Toute la paix heureuse dont elle est remplie se trouve dans l’intonation où est esquissé déjà le motif de la méditation. Il prend toute sa forme sur in mandátis, une ligne toute simple qui ondule en broderies légères et qui s’infléchit vers la tonique pour finir ; admiration mêlée de tendresse, d’une tendresse toutefois qui ne se livre pas encore. Mais voici le mot de l’amour : quæ diléxi. L’amour est actif ; il soulève l’âme qui cette fois se laisse aller à la joie sur un rythme ravissant de grâce légère, avant de mettre sa ferveur sur le dernier mot, válde, si expressif de tout ce qui ne peut pas se dire (1).
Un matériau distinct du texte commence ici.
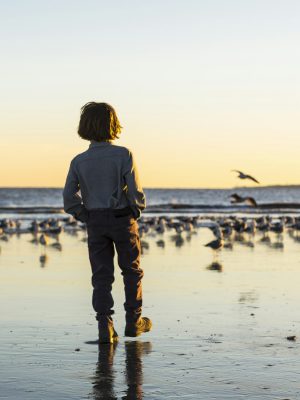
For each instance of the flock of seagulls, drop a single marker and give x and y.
(226, 231)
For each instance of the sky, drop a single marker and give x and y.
(200, 87)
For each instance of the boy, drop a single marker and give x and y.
(111, 202)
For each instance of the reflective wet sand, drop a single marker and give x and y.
(220, 323)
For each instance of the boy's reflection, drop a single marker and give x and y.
(103, 384)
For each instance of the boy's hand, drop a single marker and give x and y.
(83, 215)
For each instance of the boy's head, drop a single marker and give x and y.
(99, 122)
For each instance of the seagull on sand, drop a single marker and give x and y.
(235, 198)
(241, 175)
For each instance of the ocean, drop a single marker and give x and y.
(26, 202)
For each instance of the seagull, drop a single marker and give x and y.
(235, 198)
(245, 176)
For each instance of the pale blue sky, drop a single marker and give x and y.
(201, 87)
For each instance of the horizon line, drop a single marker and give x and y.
(169, 188)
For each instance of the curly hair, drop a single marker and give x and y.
(99, 122)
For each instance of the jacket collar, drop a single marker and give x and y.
(99, 144)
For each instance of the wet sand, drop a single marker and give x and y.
(219, 324)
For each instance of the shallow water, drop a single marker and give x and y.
(219, 330)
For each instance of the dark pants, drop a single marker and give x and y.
(109, 230)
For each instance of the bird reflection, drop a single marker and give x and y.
(103, 381)
(215, 266)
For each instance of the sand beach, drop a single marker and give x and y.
(220, 322)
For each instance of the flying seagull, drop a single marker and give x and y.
(241, 175)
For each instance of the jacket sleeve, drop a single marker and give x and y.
(72, 201)
(134, 191)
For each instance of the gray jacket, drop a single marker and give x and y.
(106, 177)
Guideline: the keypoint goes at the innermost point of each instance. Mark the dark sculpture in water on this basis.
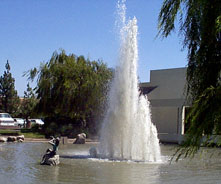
(51, 157)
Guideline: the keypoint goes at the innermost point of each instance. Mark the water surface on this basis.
(20, 163)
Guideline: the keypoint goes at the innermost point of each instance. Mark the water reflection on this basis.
(20, 163)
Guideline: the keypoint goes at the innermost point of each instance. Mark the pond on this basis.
(20, 163)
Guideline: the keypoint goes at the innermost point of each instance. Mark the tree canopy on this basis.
(200, 25)
(71, 87)
(8, 94)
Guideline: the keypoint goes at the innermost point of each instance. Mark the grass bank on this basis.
(26, 132)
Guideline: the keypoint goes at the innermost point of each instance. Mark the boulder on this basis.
(11, 138)
(80, 139)
(93, 152)
(52, 161)
(20, 138)
(3, 139)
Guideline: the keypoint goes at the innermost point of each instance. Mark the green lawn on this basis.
(26, 133)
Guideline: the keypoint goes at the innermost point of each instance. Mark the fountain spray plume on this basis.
(127, 132)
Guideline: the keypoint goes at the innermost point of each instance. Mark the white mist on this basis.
(127, 132)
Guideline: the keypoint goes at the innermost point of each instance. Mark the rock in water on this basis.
(93, 152)
(81, 138)
(20, 138)
(50, 160)
(12, 139)
(3, 139)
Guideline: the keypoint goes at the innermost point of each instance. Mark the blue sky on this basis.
(31, 30)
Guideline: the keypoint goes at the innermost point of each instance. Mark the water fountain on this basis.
(127, 132)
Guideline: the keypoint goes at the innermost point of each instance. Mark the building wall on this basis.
(167, 101)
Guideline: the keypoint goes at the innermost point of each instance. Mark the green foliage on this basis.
(8, 94)
(28, 104)
(199, 22)
(71, 87)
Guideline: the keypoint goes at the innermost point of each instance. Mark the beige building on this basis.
(166, 92)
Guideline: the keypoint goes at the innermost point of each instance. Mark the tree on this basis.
(200, 25)
(71, 89)
(28, 104)
(8, 94)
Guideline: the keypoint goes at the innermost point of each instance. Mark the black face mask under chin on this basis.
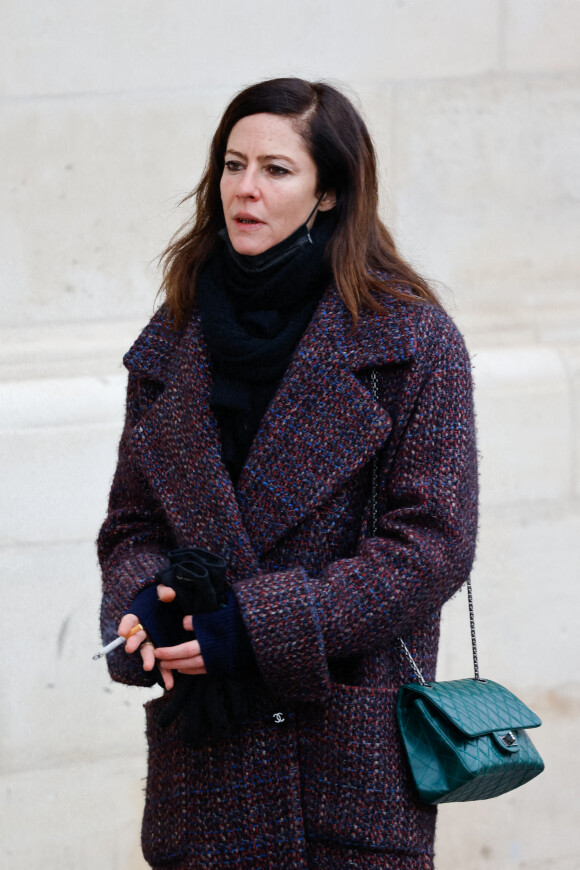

Mêmes sentiments dans la seconde phrase ; ils sont seulement plus accentués. Rien ne s’oppose à ce qu’on voit dans les longues tenues répétées de levábo mánus méas comme une description des mains levées ; mais elles sont surtout l’expression du désir sans cesse renouvelé et toujours le même. Le quæ diléxi, si pénétré de joie dans la première incise, s’achève en un balancement nuancé d’une teinte de mélancolie qui dit bien le désir insatisfait de l’amour qui ne possède pas encore son objet mais qui y tend de toutes ses forces.
Dom Ludovic Baron
(1) Ce mot se trouvait dans certains psautiers ; on trouvait aussi nimis (psautier romain) ou vehementer, trois mots exprimant le sphodra du psautier grec de la Septante. Mais saint Jérôme le considérait comme « superflu » (par rapport au texte hébreu) et le supprima. On le trouve néanmoins encore dans deux manuscrits postérieurs à la révision de saint Jérôme : le psautier de Corbie et le psautier de Lyon (note YD).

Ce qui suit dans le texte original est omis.